If it is reasonably likely that a link can be established between the information processed by a blockchain system and an identified or identifiable individual (even if the information does not enable the real world identity of that individual to be determined) then this information is personal data and falls under UK data protection law.

The risk of re-identification grows with the volume of data stored on the blockchain. As points of data are progressively added through additional transactions, and as DeFi payments transition to paying for real-world goods and services, an increasingly detailed view of the wallet holder can be constructed, e.g. of their personal preferences, behaviours and attitudes. The very trust mechanism for decentralised systems that requires transaction information to be permanent and public also creates significant implications for any failure of anonymity. This is a risk that operators and policymakers need to be mindful of, particularly as associative analytical tools that could establish these links grow in sophistication.

Exercising information rights

The permanent, immutable nature of storage on blockchains means that any data is retained indefinitely. In cases where personal data is on the chain (i.e. where it is reasonably likely for individuals to be identified or identifiable), the permanency of data on the ledger raises potential concerns for compliance with data protection law and the exercise of individual rights such as rectification and erasure.

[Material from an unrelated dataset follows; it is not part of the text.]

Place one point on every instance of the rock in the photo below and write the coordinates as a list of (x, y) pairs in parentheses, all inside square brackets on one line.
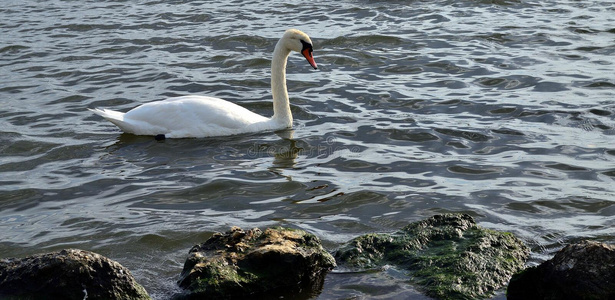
[(68, 274), (585, 270), (448, 256), (240, 263)]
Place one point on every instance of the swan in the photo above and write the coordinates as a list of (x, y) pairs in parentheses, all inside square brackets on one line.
[(201, 116)]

The UK GDPR’s principle of storage limitation stipulates that personal data be retained for no longer than necessary to achieve the purposes of processing, a requirement that might be difficult to reconcile with indefinite retention on the blockchain. This same feature of blockchains may make it be difficult for an individual to exercise their right to erasure or rectification, for example in cases where inaccurate information has made it into the ledger or they want to remove their personal information from the chain. As each block in a chain contains a cryptographic hash of the previous block, any intervention to change or remove the content of a given block would disrupt the chain and undermine the trust mechanism. Storage limitation, rectification or erasure may therefore not be possible in current popular applications of the technology.[6]

Conclusion

The governance structure, transparency, permanency and immutability of DLT can present challenges to data protection. Encouragingly, industry is confronting some of these issues; firms are examining how to edit the chain or how privacy-enhancing technologies might protect against re-identification in decentralised environments, including how personal data may be processed off-chain and therefore not recorded on the ledger.[7] We encourage further exploration of these solutions as part of a data protection by design approach to the development of DLT.

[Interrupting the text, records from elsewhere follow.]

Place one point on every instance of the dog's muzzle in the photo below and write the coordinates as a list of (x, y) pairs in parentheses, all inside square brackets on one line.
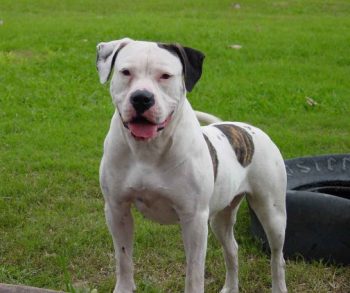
[(142, 100)]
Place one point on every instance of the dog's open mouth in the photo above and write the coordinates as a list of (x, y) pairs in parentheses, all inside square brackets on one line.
[(143, 129)]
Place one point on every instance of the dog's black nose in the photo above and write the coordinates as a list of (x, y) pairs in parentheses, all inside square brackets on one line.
[(142, 100)]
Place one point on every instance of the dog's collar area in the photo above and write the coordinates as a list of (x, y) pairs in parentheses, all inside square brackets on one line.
[(143, 129)]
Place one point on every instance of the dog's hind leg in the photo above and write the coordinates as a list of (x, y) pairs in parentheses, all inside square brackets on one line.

The ICO is committed to helping industry, consumers and government unlock the benefits of DLT-based technology whilst ensuring the UK continues to enjoy high standards of privacy and security. Further ICO analysis on DLTs and related technologies will be forthcoming as we continue to consider the data protection implications of decentralised ecosystems.

 

September 2022


[1] In August 2019 we issued a joint statement with other data protection authorities in Australia, the EU and the USA, amongst others, in response to the proposals at that time from Facebook around their proposals to implement the Libra blockchain

[2] ICO analysis on other relevant technology, particularly Central Bank Digital Currencies, can be read in Deputy Commissioner Stephen Bonner’s evidence to the Lord Economic Affairs Committee.

[3] Calculations on identifying controllership may change when considering private, permissioned DLTs.

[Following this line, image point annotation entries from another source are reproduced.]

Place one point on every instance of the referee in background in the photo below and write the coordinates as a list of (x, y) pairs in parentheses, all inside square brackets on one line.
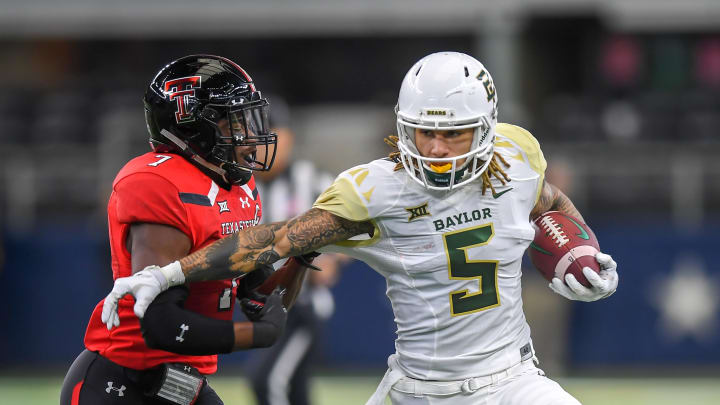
[(280, 374)]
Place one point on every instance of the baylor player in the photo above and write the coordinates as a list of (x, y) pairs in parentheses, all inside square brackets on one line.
[(445, 220)]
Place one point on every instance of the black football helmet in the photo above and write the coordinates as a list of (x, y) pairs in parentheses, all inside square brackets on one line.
[(202, 107)]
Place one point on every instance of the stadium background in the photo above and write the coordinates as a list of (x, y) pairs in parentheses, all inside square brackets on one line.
[(624, 97)]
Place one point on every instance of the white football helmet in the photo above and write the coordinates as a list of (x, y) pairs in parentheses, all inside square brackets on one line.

[4] See ICO Draft Guidance on Anonymisation, Pseudonymisation and Privacy Enhancing Technologies, Chapter 1: Anonymisation.

[5] See ICO Draft Guidance on Anonymisation, Pseudonymisation and Privacy Enhancing Technologies, Chapter 3: Pseudonymisation.

[6] The ICO is aware that some technical approaches are being explored that may facilitate change or erasure without corrupting the chain.

[7] See ICO Draft Guidance on Anonymisation, Pseudonymisation and Privacy Enhancing Technologies, Chapter 5: Privacy-enhancing technologies.